Showeast 2012: Sony Focused On Digital Cinema Conversion
The technology maker continues to offer Virtual Print Fee deals, previews a new 4K projector designed for small to mid-sized theaters, and demos high frame rate support.
With many predicting that the end of film might not be so far off, Sony has arrived at this week’s Showeast theater owners confab in Fort Lauderdale, Fla. to preview a new model of its 4K digital cinema projector and restate that its Virtual Print Fee (VPF) deals remain available in the U.S. and Canada.
VPFs are the financing models that the industry adopted to help pay for the conversion from film projectors to digital systems, which can reach six figures. To help theater owners handle the costs, studios pay exhibitors VPF fees on each movie they release. But availability of those deals is starting to expire.
“[Some] VPF deals for the U.S. and Canada ran out at the end of September. Ours are available until March 31, 2013,” reported Gary Johns, senior vp, digital cinema solutions at Sony Electronics. The deadline to sign up for Sony’s program in international markets extends even further out.
In addition to its SRX-R320P digital cinema projector, Sony is bringing to market the SRX-R515P, a 4K digital cinema projection system designed for small to medium sized screens and independent theaters. The new projector—which will be previewed at Showeast—will be available by the end of the year through its VPF program, or available for purchase next March at a price that Sony says will be lower that its existing projector.

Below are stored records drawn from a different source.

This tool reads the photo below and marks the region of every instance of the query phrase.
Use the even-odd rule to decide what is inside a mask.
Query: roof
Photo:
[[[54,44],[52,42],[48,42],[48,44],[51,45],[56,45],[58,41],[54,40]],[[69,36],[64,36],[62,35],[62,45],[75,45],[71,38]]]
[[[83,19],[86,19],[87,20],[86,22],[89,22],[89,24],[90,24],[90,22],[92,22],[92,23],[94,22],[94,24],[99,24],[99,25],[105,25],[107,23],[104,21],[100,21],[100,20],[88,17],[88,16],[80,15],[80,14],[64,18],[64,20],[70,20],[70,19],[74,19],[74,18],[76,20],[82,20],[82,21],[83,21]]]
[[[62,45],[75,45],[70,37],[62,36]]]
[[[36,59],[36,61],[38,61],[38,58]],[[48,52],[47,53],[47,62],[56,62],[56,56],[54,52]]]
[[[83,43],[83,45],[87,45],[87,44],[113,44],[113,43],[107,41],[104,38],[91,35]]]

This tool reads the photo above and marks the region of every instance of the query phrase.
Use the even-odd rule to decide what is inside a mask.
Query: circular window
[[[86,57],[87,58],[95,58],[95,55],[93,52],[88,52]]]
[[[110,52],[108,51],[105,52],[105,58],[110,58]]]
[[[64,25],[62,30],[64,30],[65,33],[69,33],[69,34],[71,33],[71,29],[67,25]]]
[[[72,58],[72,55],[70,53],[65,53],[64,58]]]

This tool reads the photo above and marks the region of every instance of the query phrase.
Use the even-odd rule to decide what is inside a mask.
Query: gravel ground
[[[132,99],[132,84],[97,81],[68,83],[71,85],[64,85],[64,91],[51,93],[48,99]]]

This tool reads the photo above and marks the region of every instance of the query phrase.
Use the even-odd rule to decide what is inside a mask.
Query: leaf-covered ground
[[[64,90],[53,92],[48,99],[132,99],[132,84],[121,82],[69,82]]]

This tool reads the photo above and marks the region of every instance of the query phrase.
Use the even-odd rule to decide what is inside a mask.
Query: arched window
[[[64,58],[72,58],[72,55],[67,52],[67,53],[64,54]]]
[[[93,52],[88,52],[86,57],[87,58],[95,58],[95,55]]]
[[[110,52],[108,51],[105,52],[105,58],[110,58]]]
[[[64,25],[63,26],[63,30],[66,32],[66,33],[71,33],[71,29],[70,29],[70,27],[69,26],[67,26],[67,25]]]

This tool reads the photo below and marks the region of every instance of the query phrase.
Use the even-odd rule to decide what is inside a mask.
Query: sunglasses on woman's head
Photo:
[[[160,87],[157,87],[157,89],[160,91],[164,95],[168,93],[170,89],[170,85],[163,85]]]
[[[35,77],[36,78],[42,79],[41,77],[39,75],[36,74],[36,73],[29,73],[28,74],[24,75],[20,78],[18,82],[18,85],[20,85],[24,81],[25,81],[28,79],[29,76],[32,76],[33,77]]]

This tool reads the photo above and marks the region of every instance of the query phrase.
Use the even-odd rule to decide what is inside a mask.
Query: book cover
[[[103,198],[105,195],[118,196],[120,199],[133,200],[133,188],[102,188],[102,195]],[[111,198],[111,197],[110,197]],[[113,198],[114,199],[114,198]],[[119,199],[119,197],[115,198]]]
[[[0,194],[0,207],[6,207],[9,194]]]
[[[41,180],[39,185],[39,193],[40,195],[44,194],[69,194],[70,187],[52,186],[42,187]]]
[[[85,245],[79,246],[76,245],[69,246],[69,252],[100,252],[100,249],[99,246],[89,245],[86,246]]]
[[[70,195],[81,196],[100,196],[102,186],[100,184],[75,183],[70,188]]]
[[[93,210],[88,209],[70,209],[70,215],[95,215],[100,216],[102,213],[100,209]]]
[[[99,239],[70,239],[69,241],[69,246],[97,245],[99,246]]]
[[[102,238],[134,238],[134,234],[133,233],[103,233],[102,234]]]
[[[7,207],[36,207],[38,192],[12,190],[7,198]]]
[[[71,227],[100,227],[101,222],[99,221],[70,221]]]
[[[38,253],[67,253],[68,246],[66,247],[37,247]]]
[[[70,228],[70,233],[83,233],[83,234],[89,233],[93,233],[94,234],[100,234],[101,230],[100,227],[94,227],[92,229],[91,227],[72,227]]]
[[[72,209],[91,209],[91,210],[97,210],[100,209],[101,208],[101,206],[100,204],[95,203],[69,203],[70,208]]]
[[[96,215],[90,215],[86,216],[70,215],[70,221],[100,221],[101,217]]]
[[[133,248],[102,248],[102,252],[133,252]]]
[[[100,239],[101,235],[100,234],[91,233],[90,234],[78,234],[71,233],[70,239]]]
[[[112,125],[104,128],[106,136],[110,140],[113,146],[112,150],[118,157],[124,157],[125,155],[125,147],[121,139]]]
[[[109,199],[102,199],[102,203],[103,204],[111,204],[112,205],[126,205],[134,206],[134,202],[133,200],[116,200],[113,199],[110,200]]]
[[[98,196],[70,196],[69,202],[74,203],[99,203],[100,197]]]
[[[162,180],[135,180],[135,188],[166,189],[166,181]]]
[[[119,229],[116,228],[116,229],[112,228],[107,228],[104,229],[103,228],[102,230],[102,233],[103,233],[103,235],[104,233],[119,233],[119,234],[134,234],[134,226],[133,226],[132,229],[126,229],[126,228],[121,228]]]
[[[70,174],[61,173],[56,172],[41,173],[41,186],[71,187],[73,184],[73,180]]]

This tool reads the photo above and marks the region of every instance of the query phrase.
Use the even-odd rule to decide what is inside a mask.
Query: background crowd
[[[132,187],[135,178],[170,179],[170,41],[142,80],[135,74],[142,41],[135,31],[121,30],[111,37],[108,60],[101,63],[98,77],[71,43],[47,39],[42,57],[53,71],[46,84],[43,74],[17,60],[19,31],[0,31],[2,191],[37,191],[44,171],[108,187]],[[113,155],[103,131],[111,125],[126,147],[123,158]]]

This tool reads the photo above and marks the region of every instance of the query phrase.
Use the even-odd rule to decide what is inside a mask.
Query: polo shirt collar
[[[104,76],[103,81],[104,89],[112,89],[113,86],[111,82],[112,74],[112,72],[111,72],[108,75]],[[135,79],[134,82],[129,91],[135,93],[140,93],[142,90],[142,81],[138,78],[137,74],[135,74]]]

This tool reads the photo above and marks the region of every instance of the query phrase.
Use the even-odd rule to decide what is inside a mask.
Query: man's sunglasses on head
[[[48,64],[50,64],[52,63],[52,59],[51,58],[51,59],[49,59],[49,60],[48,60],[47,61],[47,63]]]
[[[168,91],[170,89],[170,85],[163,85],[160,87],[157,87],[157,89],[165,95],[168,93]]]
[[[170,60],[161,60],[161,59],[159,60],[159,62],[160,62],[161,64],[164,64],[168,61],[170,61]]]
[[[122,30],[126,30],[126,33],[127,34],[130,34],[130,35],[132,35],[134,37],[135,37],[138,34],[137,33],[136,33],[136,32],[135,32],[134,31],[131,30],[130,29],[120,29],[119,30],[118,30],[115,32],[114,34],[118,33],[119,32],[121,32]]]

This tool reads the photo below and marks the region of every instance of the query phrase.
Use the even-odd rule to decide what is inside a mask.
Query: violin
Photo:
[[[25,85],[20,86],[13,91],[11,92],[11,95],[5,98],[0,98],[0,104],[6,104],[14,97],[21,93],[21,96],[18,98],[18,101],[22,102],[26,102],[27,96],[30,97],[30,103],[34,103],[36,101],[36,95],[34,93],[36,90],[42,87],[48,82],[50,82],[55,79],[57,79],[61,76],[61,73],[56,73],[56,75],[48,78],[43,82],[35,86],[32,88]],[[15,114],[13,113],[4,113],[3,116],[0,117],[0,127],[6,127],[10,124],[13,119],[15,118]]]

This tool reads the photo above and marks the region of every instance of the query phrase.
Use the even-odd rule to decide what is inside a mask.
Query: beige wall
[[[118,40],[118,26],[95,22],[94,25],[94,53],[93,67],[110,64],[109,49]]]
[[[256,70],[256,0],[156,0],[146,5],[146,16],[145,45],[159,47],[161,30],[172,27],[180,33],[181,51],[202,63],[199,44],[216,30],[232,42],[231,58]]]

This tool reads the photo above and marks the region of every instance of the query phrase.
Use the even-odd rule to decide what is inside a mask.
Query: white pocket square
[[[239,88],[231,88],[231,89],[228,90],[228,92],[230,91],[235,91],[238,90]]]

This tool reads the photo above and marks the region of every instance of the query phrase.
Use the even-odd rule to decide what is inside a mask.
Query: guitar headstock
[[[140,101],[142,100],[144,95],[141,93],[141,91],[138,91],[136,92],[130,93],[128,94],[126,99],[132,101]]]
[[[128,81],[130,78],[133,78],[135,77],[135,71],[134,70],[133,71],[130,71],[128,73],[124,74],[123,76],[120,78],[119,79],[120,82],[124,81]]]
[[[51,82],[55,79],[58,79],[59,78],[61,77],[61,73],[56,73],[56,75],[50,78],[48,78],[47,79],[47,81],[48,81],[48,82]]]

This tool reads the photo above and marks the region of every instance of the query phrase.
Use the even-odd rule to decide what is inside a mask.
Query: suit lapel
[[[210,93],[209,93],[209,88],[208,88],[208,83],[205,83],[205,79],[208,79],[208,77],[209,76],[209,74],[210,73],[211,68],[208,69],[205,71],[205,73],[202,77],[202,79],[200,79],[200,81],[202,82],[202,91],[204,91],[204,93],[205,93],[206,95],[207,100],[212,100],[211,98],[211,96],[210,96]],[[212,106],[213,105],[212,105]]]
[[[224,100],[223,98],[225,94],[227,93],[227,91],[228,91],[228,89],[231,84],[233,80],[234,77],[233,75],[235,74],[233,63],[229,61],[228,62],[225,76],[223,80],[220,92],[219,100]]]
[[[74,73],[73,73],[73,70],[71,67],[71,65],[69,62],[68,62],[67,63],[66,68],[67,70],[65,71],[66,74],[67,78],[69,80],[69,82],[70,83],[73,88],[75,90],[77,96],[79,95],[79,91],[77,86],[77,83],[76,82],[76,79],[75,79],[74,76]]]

An estimated 13,500 Sony 4K projectors are currently installed in theaters worldwide.
At Showeast, Sony will also highlight its high frame rate upgrade for its projection systems, which supports 48 and 60 frame per second, for 2D or 3D.
Next month, Warners plans a platform release of a 48fps 3D version of The Hobbit: An Unexpected Journey. While the movie will have a wide release on Dec. 14, most theaters will play the movie at 24-frames-per-second, which has been the standard frame rate since the arrival of talkies. A 48 fps version of the movie--a first for a Hollywood feature--will be made available in “all major markets” in North America though it will play only in selected theaters.
At Showeast, Sony additionally will show its Entertainment Access Glasses with audio, designed for hearing and visually impaired movie-goers. The technology allows for the projection of subtitles that are only visible to the viewer.